Segmentation is at the heart of most real analysis – and in this series I’m focusing on analytic segmentation – not segmentation for reporting. In the last post, I showed how we used segmentation to create a control group to measure the impact of particular content and tool areas on a publisher’s site. In today’s post, I’m going to show how segmentation can be used to measure the before vs. after behavior of visitors for key events on the site.
Before I go there, another reminder about the upcoming Semphonic 2010 Vision of Web Analytics webinar. Due to a “technical glitch” (like most technical glitches a result of stupid CEO disease!), we had to cancel and re-invite attendees for this. If you were a victim of this (or if you just haven’t signed up yet), here’s the new link for registration!
And, of course, if you are looking for answers around mobile strategy and mobile measurement, click here to sign-up for a Greg Dowling breakfast on our site.
Now, to segmentation…
Example: Time-based Segmentation for Before v. After Analysis
Use Case: A financial services company wanted to understand site behavior before and after a lead was sourced.
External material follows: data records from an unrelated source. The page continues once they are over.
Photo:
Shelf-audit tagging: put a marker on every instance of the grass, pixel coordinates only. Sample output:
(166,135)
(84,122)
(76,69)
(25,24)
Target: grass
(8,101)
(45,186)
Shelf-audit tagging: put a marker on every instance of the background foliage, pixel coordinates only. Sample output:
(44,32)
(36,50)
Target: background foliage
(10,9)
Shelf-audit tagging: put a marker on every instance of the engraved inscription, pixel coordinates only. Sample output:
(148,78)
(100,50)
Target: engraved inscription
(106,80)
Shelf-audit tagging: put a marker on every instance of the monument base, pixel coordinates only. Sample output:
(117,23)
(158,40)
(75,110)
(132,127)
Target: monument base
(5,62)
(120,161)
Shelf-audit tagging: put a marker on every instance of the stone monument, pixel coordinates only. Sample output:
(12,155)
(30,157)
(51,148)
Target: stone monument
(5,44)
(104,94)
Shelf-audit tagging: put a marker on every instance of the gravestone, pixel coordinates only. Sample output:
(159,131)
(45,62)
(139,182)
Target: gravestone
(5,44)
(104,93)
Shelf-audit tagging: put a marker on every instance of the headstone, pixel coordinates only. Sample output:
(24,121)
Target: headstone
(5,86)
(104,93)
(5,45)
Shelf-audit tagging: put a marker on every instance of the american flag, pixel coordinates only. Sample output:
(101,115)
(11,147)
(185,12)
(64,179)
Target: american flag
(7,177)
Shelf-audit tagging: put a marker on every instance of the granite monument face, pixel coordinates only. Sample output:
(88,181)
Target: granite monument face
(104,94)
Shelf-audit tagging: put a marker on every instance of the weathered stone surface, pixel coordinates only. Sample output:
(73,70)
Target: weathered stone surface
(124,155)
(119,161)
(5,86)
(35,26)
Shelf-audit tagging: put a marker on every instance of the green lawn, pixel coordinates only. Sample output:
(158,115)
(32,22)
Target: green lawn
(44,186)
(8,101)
Client Question: The client wanted to know how often visitors tended to come to the site prior to leads and what pages they looked out. They also wanted to undertand usage AFTER the lead – did visitors continue to come to the site and how did their content consumption change.
Measurement Issues: The challenge in before vs. after segmentation is that, by default, you can’t segment based on the order of events. This makes it extremely difficult to sort out visitor behavior that precedes or follows an event. If you simply build a filter that selects all visitors who generated a lead in a given month, you’ll have no way of deciding whether the behavior in terms of page views, paths, etc. is representative of before or after lead behavior – it will invariably be a mix of visitors some of whom generated a lead on Jan. 1st and whose behavior is mostly after and others who generated a lead on Jan. 31s whose behavior is mostly before.
Tool: We used Omniture’s Data Warehouse for this analysis.
Methodology: The real key to this segmentation happened to be tagging. I generally preach that you can’t rely on tagging for segmentation because analysis needs to be ad hoc. That’s true – and, in fact, we didn’t need any custom tagging for this site because we’d done the initial implementation. And because we so often do time-based segmentation, the initial implementation included the Omniture Time-Parting Vista Rule. With the time-parting Vista Rule, we had the ability to select and filter on a wide range of time-based variables including Date, Day of Week, and Time of Day.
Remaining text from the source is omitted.